Compiled and edited by Ann Hertzler
Brenda went to elementary school at Carolina Beach for grades 1 through 6. The children caught the school bus on the corner at Canoutas’ Restaurant which next stopped in Carolina Beach. All the Beach children, probably 25, were bussed to Sunset Park for 7th, 8th and 9th grade crossing over the swing bridge. Everyone sang. The children threw wadded paper but the boys always got caught. Brenda went to New Hanover High School graduating in 1959. The trip was 55 minutes into school and the same amount of time home at night.
Mr. Andrew Kure walked through the little alley way between Fundy’s Restaurant and Canoutas’ buildings and dropped coins for Brenda to find almost every day– a penny, a nickel, or a dime. That was a lot of money then. He would wait and see Brenda’s reaction when she would pick it up. She didn’t know he was dropping it until much later.

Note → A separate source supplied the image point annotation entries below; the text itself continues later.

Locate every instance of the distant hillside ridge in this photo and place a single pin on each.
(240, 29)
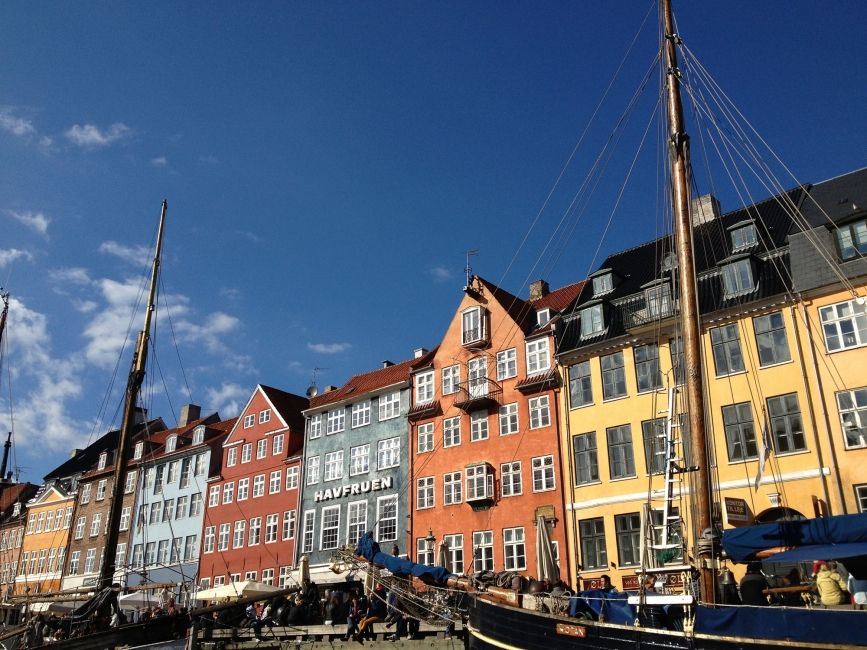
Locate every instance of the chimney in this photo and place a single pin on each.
(538, 289)
(703, 209)
(189, 413)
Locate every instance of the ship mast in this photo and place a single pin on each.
(693, 376)
(136, 376)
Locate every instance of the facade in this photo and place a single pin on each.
(166, 521)
(356, 465)
(484, 422)
(249, 527)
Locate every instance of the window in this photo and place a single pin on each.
(543, 473)
(451, 379)
(312, 470)
(628, 530)
(593, 553)
(360, 414)
(288, 525)
(738, 277)
(510, 479)
(653, 433)
(452, 488)
(586, 458)
(509, 419)
(388, 453)
(386, 516)
(613, 376)
(592, 321)
(472, 325)
(424, 390)
(537, 356)
(852, 239)
(726, 343)
(483, 551)
(844, 325)
(455, 544)
(389, 406)
(580, 387)
(359, 460)
(424, 493)
(314, 426)
(452, 432)
(333, 466)
(540, 415)
(740, 433)
(852, 405)
(647, 372)
(478, 426)
(292, 478)
(480, 482)
(336, 422)
(357, 521)
(771, 339)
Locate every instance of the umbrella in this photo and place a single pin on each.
(546, 567)
(236, 590)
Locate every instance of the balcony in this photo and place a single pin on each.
(478, 393)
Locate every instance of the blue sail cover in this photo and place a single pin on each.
(742, 544)
(369, 549)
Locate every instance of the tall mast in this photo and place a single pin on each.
(679, 155)
(136, 376)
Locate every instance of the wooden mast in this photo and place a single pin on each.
(121, 461)
(693, 376)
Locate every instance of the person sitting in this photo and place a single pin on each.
(830, 585)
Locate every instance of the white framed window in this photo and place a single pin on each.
(333, 465)
(452, 432)
(540, 415)
(425, 437)
(478, 426)
(509, 419)
(537, 356)
(388, 453)
(314, 426)
(452, 483)
(360, 414)
(330, 528)
(510, 479)
(451, 379)
(424, 493)
(543, 474)
(389, 406)
(424, 388)
(336, 421)
(515, 552)
(507, 364)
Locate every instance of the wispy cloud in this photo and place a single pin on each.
(12, 254)
(328, 348)
(34, 220)
(90, 136)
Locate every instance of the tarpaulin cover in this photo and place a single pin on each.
(797, 624)
(368, 548)
(742, 544)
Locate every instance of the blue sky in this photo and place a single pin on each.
(326, 165)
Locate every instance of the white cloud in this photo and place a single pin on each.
(91, 136)
(35, 220)
(328, 348)
(10, 255)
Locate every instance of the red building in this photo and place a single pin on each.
(250, 522)
(483, 424)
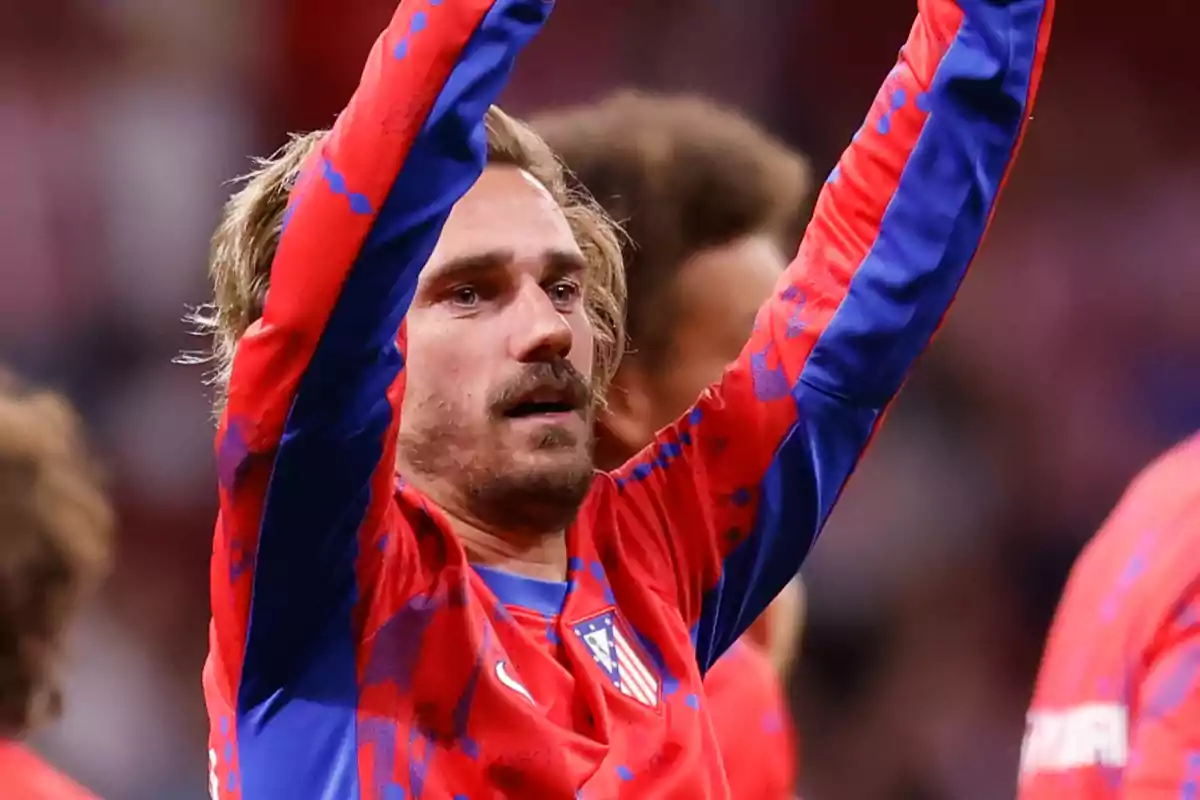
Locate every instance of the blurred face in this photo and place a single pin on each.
(717, 295)
(497, 415)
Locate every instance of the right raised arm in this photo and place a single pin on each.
(306, 443)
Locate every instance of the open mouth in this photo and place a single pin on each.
(539, 408)
(545, 401)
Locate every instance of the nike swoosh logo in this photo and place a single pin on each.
(502, 674)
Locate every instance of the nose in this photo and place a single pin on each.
(538, 332)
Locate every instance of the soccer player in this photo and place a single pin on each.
(55, 525)
(707, 202)
(431, 302)
(1116, 710)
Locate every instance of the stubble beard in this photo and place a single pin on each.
(492, 483)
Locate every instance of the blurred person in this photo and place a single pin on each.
(707, 200)
(55, 529)
(420, 584)
(1116, 709)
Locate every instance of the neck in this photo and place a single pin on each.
(534, 555)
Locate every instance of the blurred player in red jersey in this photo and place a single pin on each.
(1116, 710)
(55, 525)
(420, 587)
(707, 200)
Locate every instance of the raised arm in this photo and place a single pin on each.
(739, 487)
(306, 444)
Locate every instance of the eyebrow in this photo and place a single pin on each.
(472, 268)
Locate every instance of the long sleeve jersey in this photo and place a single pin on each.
(355, 651)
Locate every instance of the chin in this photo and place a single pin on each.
(538, 492)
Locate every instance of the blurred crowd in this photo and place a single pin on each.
(1072, 356)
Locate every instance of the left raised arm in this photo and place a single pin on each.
(731, 498)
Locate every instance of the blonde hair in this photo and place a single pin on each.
(247, 235)
(58, 528)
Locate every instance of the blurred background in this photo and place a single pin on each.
(1072, 358)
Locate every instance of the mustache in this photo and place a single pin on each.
(557, 377)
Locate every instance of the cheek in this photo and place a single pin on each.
(439, 364)
(582, 354)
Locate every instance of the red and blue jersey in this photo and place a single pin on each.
(24, 776)
(354, 650)
(1116, 710)
(753, 726)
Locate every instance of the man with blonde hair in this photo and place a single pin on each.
(55, 531)
(420, 587)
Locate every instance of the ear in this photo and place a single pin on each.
(625, 425)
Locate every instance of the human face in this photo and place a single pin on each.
(496, 421)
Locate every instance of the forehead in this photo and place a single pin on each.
(509, 211)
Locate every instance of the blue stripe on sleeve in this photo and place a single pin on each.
(299, 692)
(895, 301)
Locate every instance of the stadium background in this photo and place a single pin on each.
(1072, 356)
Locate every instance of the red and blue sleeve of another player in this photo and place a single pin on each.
(739, 488)
(306, 445)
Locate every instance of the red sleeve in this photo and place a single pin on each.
(306, 445)
(738, 488)
(1164, 732)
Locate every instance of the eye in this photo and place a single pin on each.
(563, 293)
(465, 296)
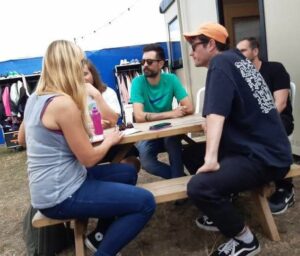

What did kids do? Brenda was allowed to go to the beach in the day time, but not after dark. Brenda loved to play miniature golf at Big Daddy’s corner as did all of the kids from the beach. They’d say, let’s all go to the beach and they would all go down carrying their blankets. You always carried a blanket. Nobody had chairs. No one had cars. They might go body surfing. Fishing was a main thing. There was always somebody to play with or some place to go. They’d play in the water, go for walks on the beach, look for shells, sit out on the pier, just talk, and be a teen. It was an innocent time.
Teenagers went to the little dance hall beside Smitty’s seafood restaurant. You walked down the narrow alley way and in the back, out of doors, was a jute box. All during the summer, the kids would dance there from 6 or 7 o’clock until 10 or 10:30; and so would visiting kids. It was all free. There was no alcohol. Most of the time they didn’t have anything to drink. They just talked and laughed and danced.
When the girls were down there, a father was somewhere close by. Adults would dance there or be along the street talking or sitting somewhere keeping an eye on what was happening.
Kids did other things too, especially in the late 40s and early 50s. During the winter there was nobody in Kure Beach so they would block off the down town section on K toward the pier. No one could take a car in. Adults were always around. Children could roller skate there during the day, holding hands and playing something called crack-the-whip. If you were on the end, you got it because they would go real fast and then turn you loose. And you didn’t know where you were going. They also had street dances.
When Brenda was a teenager, she worked in the summer about 1954 in a retail store – The Trading Center – Beachwear & Novelties. The store was owned by the Cooks and was on the side of the street where Bud and Joes bar is. Mrs. Cook’s father was one of the mayors – Mr. Lowder. Brenda also worked at Carolina Beach in a little shop up on the boardwalk.